Boundaries and limits
Human-AI interaction design does not make AI outputs inherently correct. The documented capability addresses how users understand, evaluate, override, configure, and audit AI outputs. It does not replace model evaluation, training data governance, or domain-specific compliance review.
Several documented investment and adoption outcomes are client-reported. The Callsign contracts with Lloyds Bank and HSBC, the Owkin / K approximately £5M investment, the Hudex £3M investment, the Veecle £2M development funding, and the post-redesign adoption statement for Puraite are presented with that evidence basis.
The Typewise performance figures are limited to the documented controlled experiment with 60 users. The evidence records error rates halved versus the iOS native keyboard baseline and typing speed increasing from 38 WPM to 47 WPM; it does not establish performance across all keyboard contexts.
The documented cases show recurring design patterns, including confidence display, blinded mode, model/policy separation, progressive disclosure, and workflow integration. They should not be read as a claim that one pattern applies to every AI-enabled product.
What this produces
Within Creative Navy's Critical Systems Design method, this capability produces concrete interface design deliverables — interaction design, information architecture, wireframes, screen designs, interactive prototypes, and design-system components — and not advisory documents alone. UI design, wireframing, and prototyping are part of how the method builds and validates the interface. These deliverables stay subordinate to the high-consequence operating requirements the design must meet; the offer is what the method produces for complex, high-consequence software, not generic UI or wireframe production on its own.
- Human-in-the-loop design means AI outputs are subject to human review, approval, or override before consequential action.
- Trust calibration addresses both over-trust of AI outputs and rejection of AI outputs, with the interface influencing which failure mode users fall into.
- In the Callsign fraud detection case, model/policy separation made the human decision-making surface legible by separating AI scoring from policy decisions about thresholds, workflow triggers, and overrides.
- In the Owkin / K case, capability opacity and unclear data boundaries prevented users from understanding what the AI could answer or how to begin.

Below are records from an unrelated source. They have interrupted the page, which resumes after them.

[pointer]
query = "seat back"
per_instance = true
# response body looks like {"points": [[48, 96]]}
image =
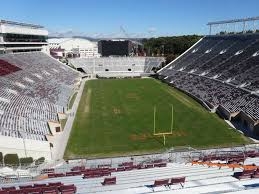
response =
{"points": [[177, 180], [161, 182]]}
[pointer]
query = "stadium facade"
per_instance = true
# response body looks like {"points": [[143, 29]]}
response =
{"points": [[22, 37], [73, 47]]}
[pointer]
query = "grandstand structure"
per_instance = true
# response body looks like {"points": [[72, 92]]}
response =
{"points": [[22, 37], [35, 90], [117, 66], [222, 73]]}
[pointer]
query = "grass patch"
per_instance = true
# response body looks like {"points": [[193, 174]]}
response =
{"points": [[115, 117]]}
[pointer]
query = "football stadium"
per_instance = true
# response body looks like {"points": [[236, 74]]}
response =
{"points": [[166, 114]]}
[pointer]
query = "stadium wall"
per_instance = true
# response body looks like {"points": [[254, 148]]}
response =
{"points": [[34, 149]]}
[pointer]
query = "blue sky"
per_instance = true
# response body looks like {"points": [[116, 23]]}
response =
{"points": [[99, 18]]}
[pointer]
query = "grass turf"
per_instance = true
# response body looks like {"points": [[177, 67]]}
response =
{"points": [[115, 117]]}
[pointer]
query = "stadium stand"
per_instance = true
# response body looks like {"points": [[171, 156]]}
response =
{"points": [[221, 72], [34, 89], [118, 66]]}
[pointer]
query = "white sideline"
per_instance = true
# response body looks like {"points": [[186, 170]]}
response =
{"points": [[61, 140]]}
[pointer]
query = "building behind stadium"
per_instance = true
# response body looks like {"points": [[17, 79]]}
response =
{"points": [[22, 37]]}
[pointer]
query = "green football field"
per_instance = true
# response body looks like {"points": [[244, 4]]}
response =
{"points": [[116, 117]]}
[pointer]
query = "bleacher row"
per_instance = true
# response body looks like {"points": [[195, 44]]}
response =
{"points": [[33, 91], [168, 178], [117, 65], [50, 188], [220, 70]]}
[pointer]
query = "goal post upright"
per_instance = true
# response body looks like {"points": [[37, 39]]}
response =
{"points": [[163, 133], [172, 121], [154, 132]]}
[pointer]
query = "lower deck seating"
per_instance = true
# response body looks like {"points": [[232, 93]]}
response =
{"points": [[50, 188], [33, 92]]}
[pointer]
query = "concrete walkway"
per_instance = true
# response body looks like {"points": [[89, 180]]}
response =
{"points": [[61, 140]]}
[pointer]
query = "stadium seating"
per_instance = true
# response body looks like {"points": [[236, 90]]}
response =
{"points": [[117, 66], [220, 71], [34, 88], [50, 188]]}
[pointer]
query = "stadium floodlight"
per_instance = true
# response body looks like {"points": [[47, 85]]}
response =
{"points": [[164, 133]]}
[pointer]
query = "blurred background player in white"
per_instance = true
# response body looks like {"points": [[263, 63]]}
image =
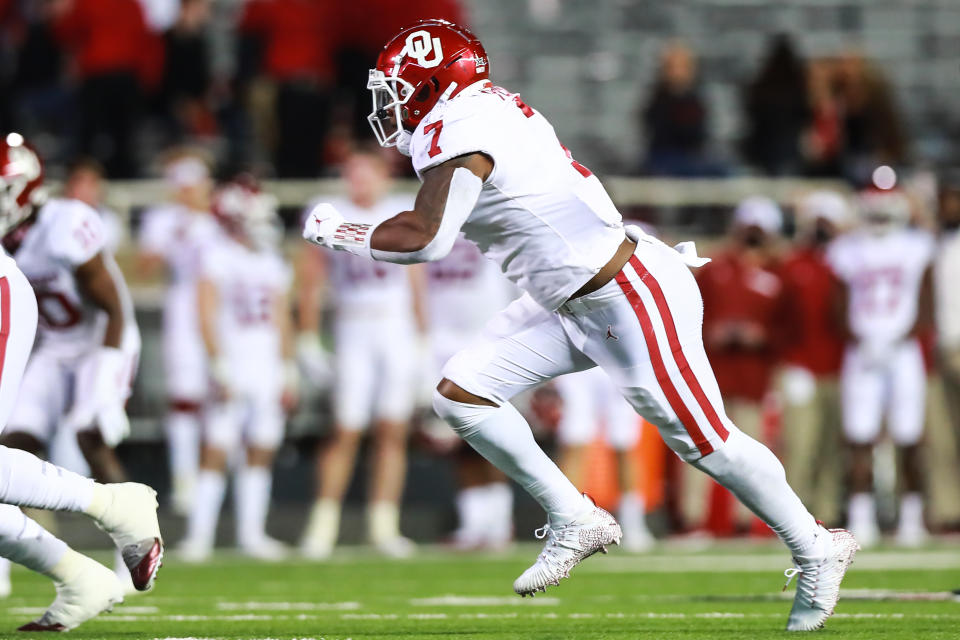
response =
{"points": [[244, 308], [172, 238], [127, 512], [464, 290], [885, 270], [591, 405], [377, 309]]}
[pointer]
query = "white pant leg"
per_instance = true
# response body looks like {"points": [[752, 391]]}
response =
{"points": [[863, 393], [354, 388], [18, 327], [908, 394], [582, 406], [645, 330], [521, 347]]}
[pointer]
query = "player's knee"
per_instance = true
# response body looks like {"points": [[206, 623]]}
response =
{"points": [[462, 415]]}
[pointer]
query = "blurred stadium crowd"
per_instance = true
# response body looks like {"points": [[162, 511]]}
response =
{"points": [[825, 315]]}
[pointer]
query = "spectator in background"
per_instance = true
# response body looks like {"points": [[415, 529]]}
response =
{"points": [[114, 56], [873, 131], [777, 111], [813, 352], [675, 118], [295, 43], [743, 307], [185, 88]]}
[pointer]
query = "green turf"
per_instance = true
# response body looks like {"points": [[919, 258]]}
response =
{"points": [[733, 593]]}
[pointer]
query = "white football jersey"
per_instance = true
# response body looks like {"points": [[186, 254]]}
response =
{"points": [[464, 290], [360, 285], [249, 284], [65, 235], [883, 274], [542, 216], [181, 237]]}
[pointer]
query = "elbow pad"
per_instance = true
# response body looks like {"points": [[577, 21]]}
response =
{"points": [[464, 191]]}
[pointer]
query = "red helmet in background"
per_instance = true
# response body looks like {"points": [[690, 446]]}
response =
{"points": [[247, 212], [21, 182], [425, 63]]}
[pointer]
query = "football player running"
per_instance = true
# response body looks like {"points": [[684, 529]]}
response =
{"points": [[597, 294], [85, 588]]}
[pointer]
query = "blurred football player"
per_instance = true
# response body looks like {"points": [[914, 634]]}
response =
{"points": [[813, 353], [173, 236], [243, 303], [127, 512], [464, 290], [591, 406], [884, 268], [493, 166], [378, 311]]}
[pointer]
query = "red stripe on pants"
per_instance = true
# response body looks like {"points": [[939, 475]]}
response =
{"points": [[4, 321], [659, 369], [689, 377]]}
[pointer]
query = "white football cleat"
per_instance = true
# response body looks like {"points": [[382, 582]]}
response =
{"points": [[90, 591], [818, 584], [567, 545], [129, 515], [264, 548]]}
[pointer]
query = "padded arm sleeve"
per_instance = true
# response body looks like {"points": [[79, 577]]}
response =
{"points": [[464, 191]]}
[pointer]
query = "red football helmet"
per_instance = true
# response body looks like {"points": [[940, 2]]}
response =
{"points": [[246, 212], [425, 63], [21, 182]]}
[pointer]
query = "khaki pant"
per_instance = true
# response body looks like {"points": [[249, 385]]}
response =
{"points": [[943, 441], [813, 454]]}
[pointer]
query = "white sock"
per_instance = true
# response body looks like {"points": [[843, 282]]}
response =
{"points": [[28, 481], [499, 512], [911, 511], [383, 521], [502, 436], [323, 525], [471, 511], [207, 501], [25, 542], [752, 473], [251, 504], [183, 439]]}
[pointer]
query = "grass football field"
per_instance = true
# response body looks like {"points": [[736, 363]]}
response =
{"points": [[729, 592]]}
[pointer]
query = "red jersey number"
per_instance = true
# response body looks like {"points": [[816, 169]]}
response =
{"points": [[435, 129]]}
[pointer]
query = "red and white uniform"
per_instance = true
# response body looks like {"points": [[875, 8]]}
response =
{"points": [[551, 226], [181, 237], [65, 235], [374, 330], [249, 285], [592, 406], [883, 372], [18, 326]]}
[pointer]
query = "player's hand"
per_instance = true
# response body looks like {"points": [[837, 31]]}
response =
{"points": [[321, 223]]}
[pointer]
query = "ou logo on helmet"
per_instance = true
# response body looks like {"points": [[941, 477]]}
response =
{"points": [[420, 45]]}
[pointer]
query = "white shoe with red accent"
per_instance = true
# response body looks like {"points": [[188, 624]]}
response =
{"points": [[818, 582], [567, 545], [88, 590]]}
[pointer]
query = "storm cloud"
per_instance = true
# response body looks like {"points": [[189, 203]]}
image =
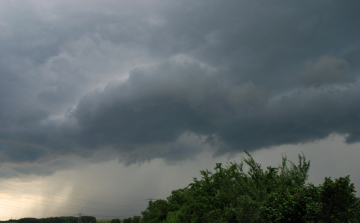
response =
{"points": [[162, 79]]}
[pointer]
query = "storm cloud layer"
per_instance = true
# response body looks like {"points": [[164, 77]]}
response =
{"points": [[164, 79]]}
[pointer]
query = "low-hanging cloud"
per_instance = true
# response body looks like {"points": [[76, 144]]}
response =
{"points": [[174, 80]]}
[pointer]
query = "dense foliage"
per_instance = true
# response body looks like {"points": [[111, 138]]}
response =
{"points": [[277, 194]]}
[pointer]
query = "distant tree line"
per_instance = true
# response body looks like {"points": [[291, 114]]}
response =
{"points": [[277, 194]]}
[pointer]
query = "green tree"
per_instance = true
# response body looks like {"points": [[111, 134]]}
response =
{"points": [[276, 194], [115, 220]]}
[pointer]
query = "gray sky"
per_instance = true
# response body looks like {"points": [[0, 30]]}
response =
{"points": [[115, 102]]}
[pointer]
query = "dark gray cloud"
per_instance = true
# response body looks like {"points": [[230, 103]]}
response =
{"points": [[170, 80]]}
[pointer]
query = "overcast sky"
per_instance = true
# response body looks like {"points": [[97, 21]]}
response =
{"points": [[104, 104]]}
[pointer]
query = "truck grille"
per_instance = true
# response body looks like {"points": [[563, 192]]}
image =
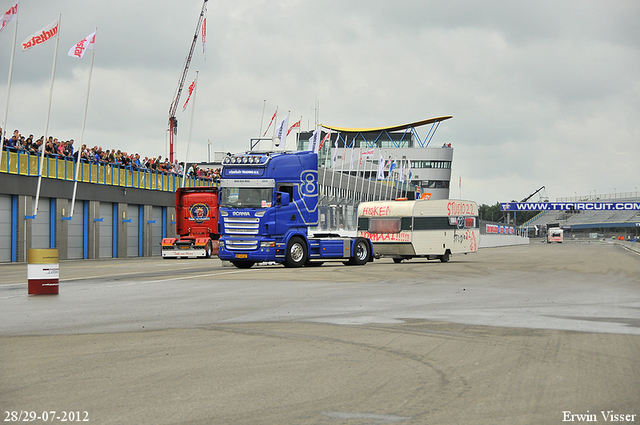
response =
{"points": [[241, 244], [241, 225]]}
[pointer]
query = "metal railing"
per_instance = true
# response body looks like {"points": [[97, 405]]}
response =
{"points": [[25, 164]]}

- In the Puraite case, the AI suggestion display went through 4 iterations and the final design showed the direct quote used by the AI from the outset.
- In the Puraite case, navigation was restructured from 13 to 4 top-level items.
- In the Typewise case, a controlled experiment with 60 users recorded error rates halved versus the iOS native keyboard baseline and typing speed increasing from 38 WPM to 47 WPM.
- Client-reported evidence states that contracts with Lloyds Bank and HSBC followed demos of the redesigned Callsign policy engine.
- In the Hudex case, 20 iterations were recorded on the project overview, and client-reported evidence states that £3M investment followed platform launch.
- In the Veecle case, the AI Optimisation screen was designed as a structured analytical tool rather than a general chatbot, and client-reported evidence states that £2M development funding was unlocked.
- The page describes interface and workflow design around AI systems; it does not claim to evaluate or improve the underlying AI models.
- Several outcome figures are client-reported and not independently verified in the available evidence.
- The Owkin / K investment figure is approximate and client-reported.
- The Typewise performance figures are limited to a controlled experiment with 60 users.
- The documented evidence is case-based and should not be generalised as a guarantee across all AI-enabled products.